Let's further filter ``eve`` into child speech and child-directed speech:
.. code-block:: python
eve_chi = eve.filter(participants="CHI") # child speech
eve_chi.head()
# *CHI: more cookie .
# %mor: adj|more-Cmp-S1 noun|cookie .
# %gra: 1|2|AMOD 2|2|ROOT 3|2|PUNCT
# %int: distinctive , loud
# *CHI: more cookie .
# %mor: adj|more-Cmp-S1 noun|cookie .
# %gra: 1|2|AMOD 2|2|ROOT 3|2|PUNCT
# %int: distinctive , loud
# *CHI: more juice ?
# %mor: adj|more-Cmp-S1 noun|juice ?
# %gra: 1|2|AMOD 2|2|ROOT 3|2|PUNCT
# *CHI: Fraser .
# %mor: propn|Fraser .
# %gra: 1|1|ROOT 2|1|PUNCT
# %com: pronounces Fraser as fr&jdij .
# *CHI: Fraser .
# %mor: propn|Fraser .
# %gra: 1|1|ROOT 2|1|PUNCT
eve_cds = eve.filter(participants="^(?!CHI$)") # child-directed speech, regex ^(?!CHI$) for "not CHI"
eve_cds.head()
# *MOT: you more cookies ?
# %mor: pron|you-Prs-Acc-S2 adj|more-Cmp-S1 noun|cookie-Plur ?

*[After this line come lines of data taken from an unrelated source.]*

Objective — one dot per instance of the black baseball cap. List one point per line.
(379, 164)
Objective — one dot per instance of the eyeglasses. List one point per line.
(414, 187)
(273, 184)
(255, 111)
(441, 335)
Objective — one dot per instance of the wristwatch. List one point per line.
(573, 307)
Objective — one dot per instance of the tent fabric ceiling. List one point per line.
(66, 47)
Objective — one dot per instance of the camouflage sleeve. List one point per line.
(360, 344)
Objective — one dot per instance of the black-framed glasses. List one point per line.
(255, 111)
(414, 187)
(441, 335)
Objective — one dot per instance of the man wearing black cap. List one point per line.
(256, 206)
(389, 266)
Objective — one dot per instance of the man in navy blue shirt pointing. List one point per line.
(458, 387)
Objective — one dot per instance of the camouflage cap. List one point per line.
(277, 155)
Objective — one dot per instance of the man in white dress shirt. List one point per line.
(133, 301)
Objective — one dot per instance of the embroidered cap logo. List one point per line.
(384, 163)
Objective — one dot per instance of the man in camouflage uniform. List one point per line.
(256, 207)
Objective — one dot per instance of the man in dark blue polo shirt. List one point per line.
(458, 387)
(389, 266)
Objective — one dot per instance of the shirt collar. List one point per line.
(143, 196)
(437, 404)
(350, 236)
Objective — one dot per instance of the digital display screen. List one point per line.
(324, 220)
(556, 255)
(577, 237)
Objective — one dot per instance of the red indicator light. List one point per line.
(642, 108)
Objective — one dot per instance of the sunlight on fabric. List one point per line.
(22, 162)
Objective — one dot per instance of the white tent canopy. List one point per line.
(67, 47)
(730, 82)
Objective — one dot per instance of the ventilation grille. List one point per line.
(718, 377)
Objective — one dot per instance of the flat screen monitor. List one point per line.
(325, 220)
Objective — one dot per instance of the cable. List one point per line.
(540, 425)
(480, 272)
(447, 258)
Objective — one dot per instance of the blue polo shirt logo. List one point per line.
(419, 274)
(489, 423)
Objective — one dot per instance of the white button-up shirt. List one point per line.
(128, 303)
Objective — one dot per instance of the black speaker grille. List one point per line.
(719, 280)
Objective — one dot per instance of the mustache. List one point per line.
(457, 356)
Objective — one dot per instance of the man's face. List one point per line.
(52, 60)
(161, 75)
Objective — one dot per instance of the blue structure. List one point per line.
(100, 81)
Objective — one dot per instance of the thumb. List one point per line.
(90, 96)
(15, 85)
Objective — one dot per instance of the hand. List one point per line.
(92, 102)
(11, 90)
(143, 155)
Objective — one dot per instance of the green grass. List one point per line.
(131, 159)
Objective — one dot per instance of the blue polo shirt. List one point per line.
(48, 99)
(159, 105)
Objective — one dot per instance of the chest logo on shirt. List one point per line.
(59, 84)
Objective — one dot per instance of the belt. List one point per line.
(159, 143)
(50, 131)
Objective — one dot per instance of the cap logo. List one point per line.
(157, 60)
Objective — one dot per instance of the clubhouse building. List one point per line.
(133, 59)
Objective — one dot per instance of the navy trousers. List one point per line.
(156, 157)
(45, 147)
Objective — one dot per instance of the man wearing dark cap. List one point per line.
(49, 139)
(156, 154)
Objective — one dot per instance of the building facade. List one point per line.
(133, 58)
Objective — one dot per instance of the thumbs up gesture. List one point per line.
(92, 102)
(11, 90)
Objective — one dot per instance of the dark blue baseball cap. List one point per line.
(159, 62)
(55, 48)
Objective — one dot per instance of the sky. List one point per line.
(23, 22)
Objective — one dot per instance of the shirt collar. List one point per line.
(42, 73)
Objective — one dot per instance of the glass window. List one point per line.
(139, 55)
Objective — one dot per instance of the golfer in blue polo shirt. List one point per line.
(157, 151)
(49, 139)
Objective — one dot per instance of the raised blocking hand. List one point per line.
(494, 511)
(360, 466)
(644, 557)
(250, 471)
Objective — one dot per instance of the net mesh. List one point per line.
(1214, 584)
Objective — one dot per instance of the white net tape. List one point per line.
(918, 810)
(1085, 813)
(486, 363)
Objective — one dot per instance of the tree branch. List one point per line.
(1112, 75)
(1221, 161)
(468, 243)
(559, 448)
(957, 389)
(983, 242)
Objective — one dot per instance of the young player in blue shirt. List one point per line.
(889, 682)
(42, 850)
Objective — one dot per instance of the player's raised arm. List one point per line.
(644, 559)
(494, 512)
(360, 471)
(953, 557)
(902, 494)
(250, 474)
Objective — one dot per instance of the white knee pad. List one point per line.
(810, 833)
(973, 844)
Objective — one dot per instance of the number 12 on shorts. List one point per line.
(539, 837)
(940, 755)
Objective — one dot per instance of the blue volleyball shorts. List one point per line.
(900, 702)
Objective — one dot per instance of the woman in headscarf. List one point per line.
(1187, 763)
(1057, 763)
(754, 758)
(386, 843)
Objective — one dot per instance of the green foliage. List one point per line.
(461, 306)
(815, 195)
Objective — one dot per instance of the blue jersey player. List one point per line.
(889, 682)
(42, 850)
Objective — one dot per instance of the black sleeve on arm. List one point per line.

# %gra: 1|3|NSUBJ 2|3|AMOD 3|3|ROOT 4|3|PUNCT
# *MOT: how_about another graham cracker ?
# %mor: intj|howabout det|another-Def-Ind noun|graham noun|cracker ?
# %gra: 1|4|DISCOURSE 2|4|DET 3|4|COMPOUND 4|4|ROOT 5|4|PUNCT
# *MOT: would that do just as well ?
# %mor: aux|would-Fin-S pron|that-Dem verb|do-Inf-S adv|just adv|as adv|well ?
# %gra: 1|3|AUX 2|3|NSUBJ 3|6|ROOT 4|5|ADVMOD 5|3|ADVMOD 6|5|FIXED 7|3|PUNCT
# *MOT: here .
# %mor: adv|here .
# %gra: 1|1|ROOT 2|1|PUNCT
# *MOT: here you go .
# %mor: adv|here pron|you-Prs-Nom-S2 verb|go-Fin-Ind-Pres-S2 .
# %gra: 1|3|ROOT 2|3|NSUBJ 3|1|ADVCL-RELCL 4|1|PUNCT
The ``participants`` argument of :meth:`~rustling.chat.CHAT.filter` supports
regex matching (which is also true for the ``files`` argument, though not illustrated here).
We've taken advantage of this capability to filter Eve's data down to
child-directed speech, by the regular expression ``"^(?!CHI$)"``
for "not CHI".
Words
-----
The :class:`~rustling.chat.CHAT` method :meth:`~rustling.chat.CHAT.words`
returns the transcriptions as segmented words.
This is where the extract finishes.